In the Scientific Computing Department (SCD) we research, develop and support leading edge high-performance computational & data storage infrastructures and scientific software to perform and support world class science. We have over 240 staff in roles such as systems management, research software engineering, open science and computational science developing projects and services to make a real difference to the scientific communities we support. We help our communities by providing systems and software to help analyse, simulate and visualise research data.
Graduates in SCD typically experience 4 projects within the department and one 3 month project in another department.
Research Infrastructure Group – Systems Tools
The Scientific Computing Department has a comprehensive computing and data infrastructure supporting STFC’s World Class Science. The infrastructure supports 100s PB data, 10,000s compute cores and high speed networking. To ensure effective operation of this large and complex infrastructure support tools are needed such as:
- Systems/service exception monitoring, event handling and alerting
- Performance monitoring and trend analysis for systems and networks
- Centralised logging servers for system and application logs with search functions
- Machine room, rack and systems environmental and power monitoring and trend analysis
- A variety of inventory and configuration management systems covering such items as systems configuration, rack layouts, power connections, cabling, service dependencies and IP address management
- System power control and access to remote management interfaces
- Backup monitoring
You’ll be part of a team responsible for updating and implementing new tools such as:
- Replacement of the existing ganglia systems with data collectors feeding influxDB with Grafana frontends
- Standardise on LibraNMS as a network monitoring system and ensure previous networking tools in use are retired
- Replacement of multiple configuration and inventory systems with theopen source tool NetBox
Dynamic Infrastructure Group – Cloud Team
The STFC Cloud is a service based on OpenStack which delivers compute resources to scientific users both within STFC and externally. This project forms part of efforts to widen use of the STFC Cloud across STFC.

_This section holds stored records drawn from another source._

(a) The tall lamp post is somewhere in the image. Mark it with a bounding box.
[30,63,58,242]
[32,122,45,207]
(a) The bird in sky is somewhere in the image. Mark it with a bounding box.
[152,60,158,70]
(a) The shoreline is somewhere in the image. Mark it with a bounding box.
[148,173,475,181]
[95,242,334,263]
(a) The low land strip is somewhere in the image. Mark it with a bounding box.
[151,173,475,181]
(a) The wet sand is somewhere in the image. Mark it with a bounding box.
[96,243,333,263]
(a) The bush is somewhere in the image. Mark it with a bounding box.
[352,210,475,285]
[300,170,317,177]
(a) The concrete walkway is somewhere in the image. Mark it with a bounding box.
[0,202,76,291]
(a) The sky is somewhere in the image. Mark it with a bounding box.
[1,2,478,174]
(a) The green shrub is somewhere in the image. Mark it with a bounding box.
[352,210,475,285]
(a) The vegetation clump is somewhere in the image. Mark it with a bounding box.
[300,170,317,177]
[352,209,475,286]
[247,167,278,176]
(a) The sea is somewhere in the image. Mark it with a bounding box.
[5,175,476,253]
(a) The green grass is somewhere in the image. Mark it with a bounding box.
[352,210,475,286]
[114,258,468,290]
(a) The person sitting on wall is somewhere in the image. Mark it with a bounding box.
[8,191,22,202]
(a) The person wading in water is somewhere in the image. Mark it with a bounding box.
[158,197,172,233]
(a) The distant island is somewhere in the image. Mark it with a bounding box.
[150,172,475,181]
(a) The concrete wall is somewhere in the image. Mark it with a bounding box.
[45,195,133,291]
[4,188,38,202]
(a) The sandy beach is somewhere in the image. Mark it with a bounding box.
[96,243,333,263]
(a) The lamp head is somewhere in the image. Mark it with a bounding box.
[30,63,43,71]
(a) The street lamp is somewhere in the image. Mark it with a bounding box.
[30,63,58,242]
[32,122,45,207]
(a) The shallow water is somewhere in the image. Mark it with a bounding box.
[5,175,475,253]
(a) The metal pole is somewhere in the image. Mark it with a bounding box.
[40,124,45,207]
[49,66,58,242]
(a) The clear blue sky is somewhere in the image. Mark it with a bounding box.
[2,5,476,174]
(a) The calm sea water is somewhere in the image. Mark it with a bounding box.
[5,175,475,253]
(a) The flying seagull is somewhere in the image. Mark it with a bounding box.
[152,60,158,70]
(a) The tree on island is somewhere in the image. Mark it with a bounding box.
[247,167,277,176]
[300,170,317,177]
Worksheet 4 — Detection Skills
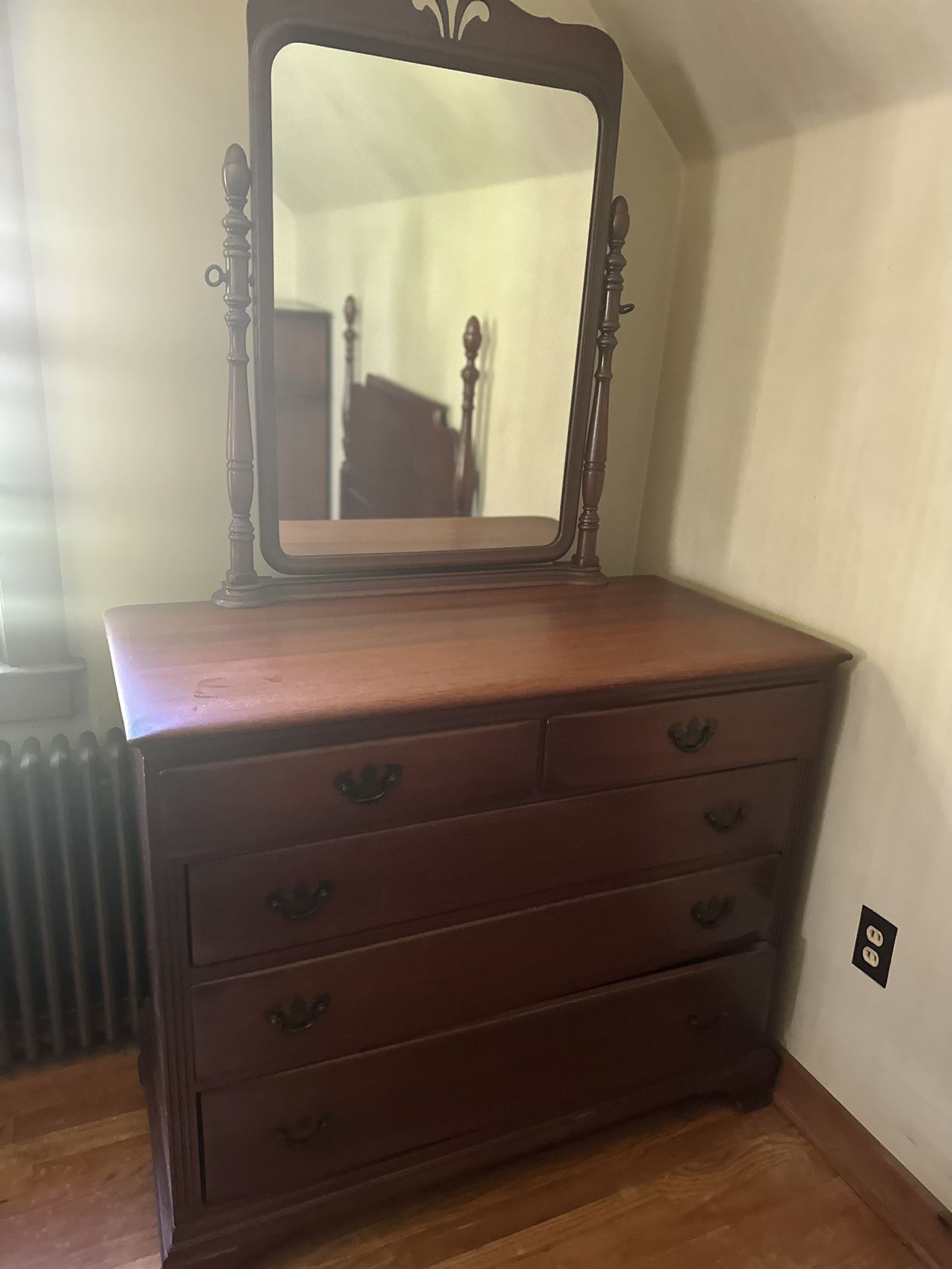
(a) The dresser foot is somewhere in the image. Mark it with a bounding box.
[725,1048,780,1115]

You’ll be responsible for developing a compute service to provide access to the Cloud and other departmental compute resources using Jupyter Hub.
Jupyter Hub is a system which allows users to access compute resources, without having to maintain a system themselves, using Jupyter Notebooks. https://jupyter.org/hub
The primary task will be to deploy a production ready Jupyter Hub service accessible via Federal ID login or via IRIS’s IAM service which allows execution within virtual machines or Kubernetes within the Cloud.
Distributed Computing Infrastructure Group - APEL Accounting Dashboards
APEL is a resource usage accounting system that collects, aggregates and stores compute, storage, and cloud usage metrics from all the resource centres of the Worldwide LHC Computing Grid and European Open Science Cloud -hub infrastructures.
We’re extending APEL to provide resources accounting to the IRIS and EU SeaDataCloud projects and for this we will need accounting dashboards to display the data.
Your role is to develop new Grafana-based dashboards, interfacing them with the MySQL and ElasticSearch based repositories of accounting data, and modifying them in response to user requirements.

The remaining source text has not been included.